A chiral agent is always necessary to differentiate the enantiomers. The most used methods to determine the ee are

• the GC with a chiral stationnary phase,
• HPLC with a chiral stationnary phase,
• NMR with chiral lanthanides.

Gazeous chromatography

The stationnary phase of the column is chiral and only composed of one enantiomer (for instance the R configuration). When a racemic melange passes through the column, the enantiomers R’ and S’ have a different interaction with the chiral stationnary phase with which they form diastereoisomeric complexes.

The main interactions can be H bonds, sterical interactions or dipole-dipole interactions.  As the interactions have not the same strength, the enantiomers R’ and S’ have a different retention time and exit the column separately, giving two peaks.

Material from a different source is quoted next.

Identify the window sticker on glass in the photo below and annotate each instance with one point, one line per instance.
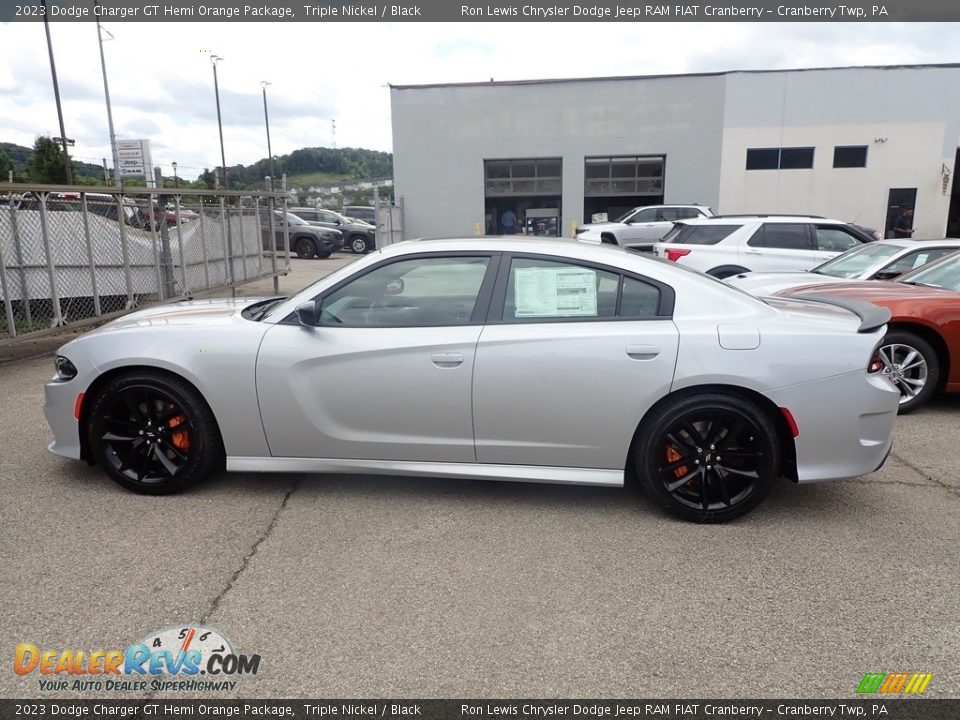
(555, 292)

The advantages of this method is that one the condition of experimentation are setted up, the analysis is fast and has a high sensibility. It can detect an enantiomer even if its proportion in the solution is about 0.5%. Moreover, the analysis separates the species composing the sample and we can select the portion of the solution that we want to analyse next.

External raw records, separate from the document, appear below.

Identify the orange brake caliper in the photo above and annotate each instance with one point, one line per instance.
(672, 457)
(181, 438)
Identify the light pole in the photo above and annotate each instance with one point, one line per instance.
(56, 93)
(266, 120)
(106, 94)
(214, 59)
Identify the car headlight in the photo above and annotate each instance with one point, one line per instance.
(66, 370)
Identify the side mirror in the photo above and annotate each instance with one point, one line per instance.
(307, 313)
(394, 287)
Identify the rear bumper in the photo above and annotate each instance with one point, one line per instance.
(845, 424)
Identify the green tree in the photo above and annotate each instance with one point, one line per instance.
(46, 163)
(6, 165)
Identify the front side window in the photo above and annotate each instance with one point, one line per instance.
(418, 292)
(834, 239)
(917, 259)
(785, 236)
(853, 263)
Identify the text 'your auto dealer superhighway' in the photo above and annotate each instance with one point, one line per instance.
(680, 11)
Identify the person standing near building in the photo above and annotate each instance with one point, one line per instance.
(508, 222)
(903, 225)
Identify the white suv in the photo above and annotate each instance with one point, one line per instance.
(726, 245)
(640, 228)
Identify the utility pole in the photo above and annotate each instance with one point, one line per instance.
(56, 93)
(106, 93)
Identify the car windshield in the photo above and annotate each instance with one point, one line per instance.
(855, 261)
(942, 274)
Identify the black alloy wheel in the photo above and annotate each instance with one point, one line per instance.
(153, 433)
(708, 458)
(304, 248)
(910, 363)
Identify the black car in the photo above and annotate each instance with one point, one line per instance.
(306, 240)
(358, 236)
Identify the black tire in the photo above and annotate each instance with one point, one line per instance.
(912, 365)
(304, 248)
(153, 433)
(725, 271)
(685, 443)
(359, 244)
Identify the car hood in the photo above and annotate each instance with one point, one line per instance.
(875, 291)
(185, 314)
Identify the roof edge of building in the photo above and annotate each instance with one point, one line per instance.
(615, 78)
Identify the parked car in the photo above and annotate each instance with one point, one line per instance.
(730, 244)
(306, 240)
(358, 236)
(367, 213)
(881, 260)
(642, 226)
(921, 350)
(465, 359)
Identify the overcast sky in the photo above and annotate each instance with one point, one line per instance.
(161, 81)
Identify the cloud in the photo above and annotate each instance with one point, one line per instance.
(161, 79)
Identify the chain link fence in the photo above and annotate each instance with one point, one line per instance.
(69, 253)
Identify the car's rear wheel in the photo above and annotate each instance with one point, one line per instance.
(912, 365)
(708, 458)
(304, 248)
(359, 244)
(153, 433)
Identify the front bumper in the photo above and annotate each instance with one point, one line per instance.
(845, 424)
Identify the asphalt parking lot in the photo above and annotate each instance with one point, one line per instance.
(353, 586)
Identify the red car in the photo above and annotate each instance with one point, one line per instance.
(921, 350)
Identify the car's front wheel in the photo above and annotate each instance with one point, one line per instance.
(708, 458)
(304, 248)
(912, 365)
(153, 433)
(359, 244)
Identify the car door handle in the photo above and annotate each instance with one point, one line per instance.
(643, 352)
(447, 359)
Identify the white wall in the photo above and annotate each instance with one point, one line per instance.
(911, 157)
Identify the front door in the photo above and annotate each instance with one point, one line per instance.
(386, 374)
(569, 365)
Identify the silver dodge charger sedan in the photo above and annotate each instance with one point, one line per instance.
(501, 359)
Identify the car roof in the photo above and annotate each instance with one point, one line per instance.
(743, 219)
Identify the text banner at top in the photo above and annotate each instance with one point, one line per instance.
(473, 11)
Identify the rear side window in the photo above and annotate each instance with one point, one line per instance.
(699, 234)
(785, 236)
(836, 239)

When we use this method, the racemic melange has first to be tested to be sure that the enantiomers can be separated and that the ratio of the areas of the peaks is 50:50.

NMR

This technique is not as sensible as the GC but it is very fast and cheap.

Normally, enantiomers have the same NMR spectrum because the interatomic distances are identical for the two enantiomers. Diastereoisomers have spectra that can be distinguished. To distinguish two enaintiomers we will thus transform them into diastereoisomers.

To do so, we use two types of chiral reactants.

• chiral agent of derivatisation
• chiral lanthanides

A chiral agent of derivatisation is a chiral compound optically pure that interacts with the enantiomers. The most used one is the Mosher’s acid (α-methoxy-α-trifluoromethylphenylacetic acid (MTPA)).

This reactant forms a covalent liaison with the enantiomer to form diastereoisomers with an important difference of chemical displacement. The ratio between the areas gives the enantiomeric excess.

The method with chiral lanthanides is more used than the method with a chiral agent of derivation.

Lanthanides allow a widening of the NMR spectrum  by the displacement of the signals towards the low fields. The salt of  lanthanide is added bit by bit to the sample to observe the separation of the signals. They form a complex with the enantiomer without covalent liaison but still give an important separation of chemical displacement.

The disadvantages of this method is that it takes more time (the salt is added slowly) and that the salt is expensive.